E derrama-se no abraço dela, fazendo um beicinho de queixume dengoso.

Uma coruja pia ao longe. O vento sopra mais forte, fazendo as folhas das árvores sussurrar um farfalho moroso. Chico chega mais perto deles, o focinho gelado e úmido roçando as pernas da mulher, pedindo atenção, um último afago do dia. Dentro da casa, o pai apaga a luz da cozinha e olha para a sua família pela janela. Ele não diz palavra, mas o riso afetuoso e o meneio leve da cabeça falam alto: ele também deseja um último afago.

A mãe acena ao marido e enterra a cabeça nos cabelos macios do filho, inspirando profundamente o aroma adocicado de menino. Então ela sente uma saudade dorida desse pequeno que, antes que ela se dê conta, vai ficar grande, tão maior do que ela, um gigante a trilhar os próprios caminhos. Ela não o levará ao colo para sempre; não fará escolhas por ele; não estará presente para protegê-lo do frio, do escuro nem da solidão. Ela cerra os olhos contra a pele morna da bochecha do menino, já vislumbrando o homem que ele será. Não haverá tempo para que ela o ensine todas as palavras, os versos, as histórias e canções. A mulher compreende, então, que nem mesmo todo o ensejo do mundo lhe bastaria e ao filho, porque semear é correr contra o tempo.

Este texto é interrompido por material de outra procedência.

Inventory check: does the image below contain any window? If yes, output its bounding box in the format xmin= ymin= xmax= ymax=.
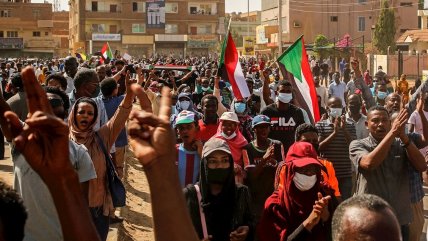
xmin=165 ymin=24 xmax=178 ymax=33
xmin=165 ymin=3 xmax=178 ymax=13
xmin=7 ymin=31 xmax=18 ymax=38
xmin=132 ymin=2 xmax=146 ymax=13
xmin=0 ymin=10 xmax=10 ymax=18
xmin=400 ymin=2 xmax=413 ymax=7
xmin=358 ymin=17 xmax=366 ymax=32
xmin=132 ymin=23 xmax=146 ymax=33
xmin=110 ymin=4 xmax=117 ymax=13
xmin=92 ymin=2 xmax=98 ymax=12
xmin=91 ymin=24 xmax=106 ymax=33
xmin=33 ymin=9 xmax=40 ymax=19
xmin=110 ymin=25 xmax=117 ymax=33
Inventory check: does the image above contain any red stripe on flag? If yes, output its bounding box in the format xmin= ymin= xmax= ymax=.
xmin=302 ymin=38 xmax=321 ymax=123
xmin=224 ymin=33 xmax=243 ymax=100
xmin=184 ymin=154 xmax=195 ymax=185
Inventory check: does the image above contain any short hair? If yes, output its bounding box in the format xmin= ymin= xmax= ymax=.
xmin=331 ymin=194 xmax=393 ymax=241
xmin=0 ymin=181 xmax=27 ymax=240
xmin=100 ymin=78 xmax=117 ymax=97
xmin=367 ymin=105 xmax=389 ymax=116
xmin=10 ymin=73 xmax=24 ymax=90
xmin=295 ymin=123 xmax=318 ymax=141
xmin=278 ymin=80 xmax=293 ymax=87
xmin=114 ymin=59 xmax=125 ymax=66
xmin=74 ymin=68 xmax=98 ymax=89
xmin=45 ymin=86 xmax=70 ymax=112
xmin=45 ymin=74 xmax=67 ymax=89
xmin=201 ymin=94 xmax=218 ymax=107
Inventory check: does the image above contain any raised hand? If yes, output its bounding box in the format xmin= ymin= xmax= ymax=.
xmin=128 ymin=84 xmax=175 ymax=165
xmin=5 ymin=67 xmax=73 ymax=179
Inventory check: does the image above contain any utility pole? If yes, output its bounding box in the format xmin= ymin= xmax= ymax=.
xmin=278 ymin=0 xmax=282 ymax=54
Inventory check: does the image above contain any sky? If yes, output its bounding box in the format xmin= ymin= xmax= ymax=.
xmin=32 ymin=0 xmax=262 ymax=13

Mas, nesta noite, ela ainda tem tempo. Sob o manto salpicado de estrelas e mal iluminado pela lua a minguar, abraçados os dois, ela é grande e ele, menino. No gramado macio, à espera do ipê que há de florir em plena exuberância na próxima primavera, ela ainda pode tomar a vida nas mãos e remendar-lhe os buracos, traçar os pontilhados, colorir o que desbotou, resgatar o que se perdeu, refazer, recompor, consertar. E porque em noite de inverno e quando se tem pouco mais de um ano a mãe da gente pode tudo, a mulher acende o breu com um sorriso e sussurra ao menino:
"Não tem problema, filho. A mamãe cola a lua para você".